By Chad Ingram
The Township of Algonquin Highlands will order the removal of docks placed by residents on some pieces of public property, the docks in some cases having been installed for many years.
Township councillors decided what should be done in such situations during a lengthy discussion during a Nov. 19 meeting.
A report from township planner Sean O’Callaghan detailed one location at the intersection of Dawson Road and North Shore Road, where, for years, two docks have been placed, reaching out into Maple Lake.”These docks were constructed for the benefit of a group of non-waterfront property owners on Dawson Road,” the report read. “These docks have existed for several years. Staff have discussed this matter with legal counsel and a legal opinion on the matter has been provided and is attached to this report for council consideration.”
The report also indicated concerns regarding liability.
“The construction of these structures on township lands without express approval from the township is not permitted,” it read. “There is significant liability exposure to the township should there be an injury to occur while members of the public use these docks. Concerns with respect to unsafe parking of vehicles near the intersection of Dawson Road and North Shore Road to access the docks has also been raised.”
O’Callaghan’s report laid out two options for council – either having the users enter into a licence of occupation for the continued use of the docks, or for the township to take action to have the docks removed. It should be noted the discussion did not apply to situations where docks have been placed on township-owned shoreline road allowances adjacent to cottages and residences, and that council plans to have a future discussion regarding those situations.
There was some consideration of the concept of a licence of occupation for the continued use of docks in locations such as the intersection of Dawson Road and North Shore Road.
“I wouldn’t feel comfortable voting to have those docks removed today,” said Councillor Jen Dailloux, adding she was open to the idea of exploring a licensing agreement.
However, there was some concern that striking licensing agreements would lead to a trend of more docks in places where they’re not supposed to be.
“I don’t want to see this agreement mushroom into everyone putting in applications,” said Councillor Lisa Barry, adding that if the existing docks were going to be grandfathered by the township, she did not want to see any new docks installed.
Chief administrative officer Angie Bird pointed out that the docks, while long-standing in some instances, were installed without any type of township permission.
“You’re looking at grandfathering an illegal use,” Bird said.
Mayor Carol Moffatt said there was no issue with residents using such areas for swimming, but said the problem for her came with the addition of infrastructure.
“This is not meant to rain on people’s parades,” Moffatt said. “ . . . I understand that if you’ve been using a dock for many, many years, it feels like you’re being punished.”

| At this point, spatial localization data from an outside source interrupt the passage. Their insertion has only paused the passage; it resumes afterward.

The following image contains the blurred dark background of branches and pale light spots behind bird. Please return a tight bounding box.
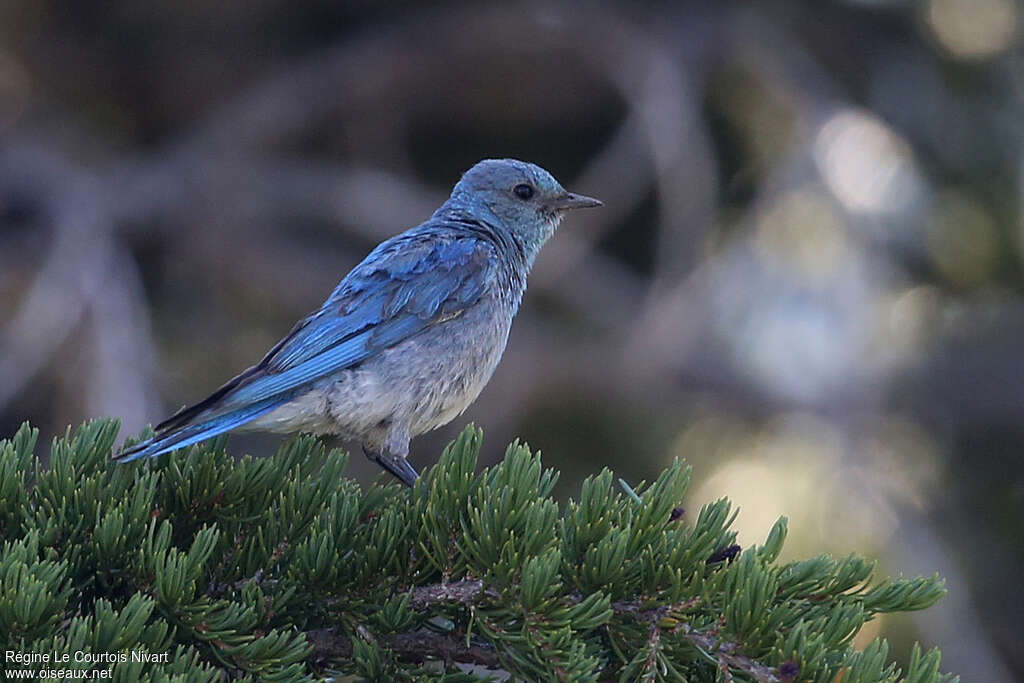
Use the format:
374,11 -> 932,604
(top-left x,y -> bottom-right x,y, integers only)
0,0 -> 1024,683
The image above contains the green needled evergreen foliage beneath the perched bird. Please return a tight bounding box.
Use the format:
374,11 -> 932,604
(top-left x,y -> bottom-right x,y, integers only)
0,421 -> 955,683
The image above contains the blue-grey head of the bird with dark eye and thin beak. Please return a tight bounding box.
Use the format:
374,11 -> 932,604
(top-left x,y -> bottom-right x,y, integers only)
447,159 -> 601,260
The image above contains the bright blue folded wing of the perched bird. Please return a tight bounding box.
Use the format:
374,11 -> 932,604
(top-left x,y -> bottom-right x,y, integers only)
157,232 -> 498,432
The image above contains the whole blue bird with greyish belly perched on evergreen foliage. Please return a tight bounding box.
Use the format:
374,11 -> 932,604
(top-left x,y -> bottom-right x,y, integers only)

Moffatt said she had heard from residents about some instances of being told by other residents that they were not permitted to use what is public property, and also pointed out that such locations are not equipped with washrooms or parking areas.
“There are access areas intended for access and day use,” Barry said, using Halls Lake’s Elvin Johnson Park as an example.
Ultimately council decided that the township would order the removal of docks in such locations. The details of how that notification process will work have not yet been finalized.
“There needs to be as robust a notification process that we can use,” said Deputy Mayor Liz Danielsen, noting that it would be a large undertaking to figure out who owns all of the docks.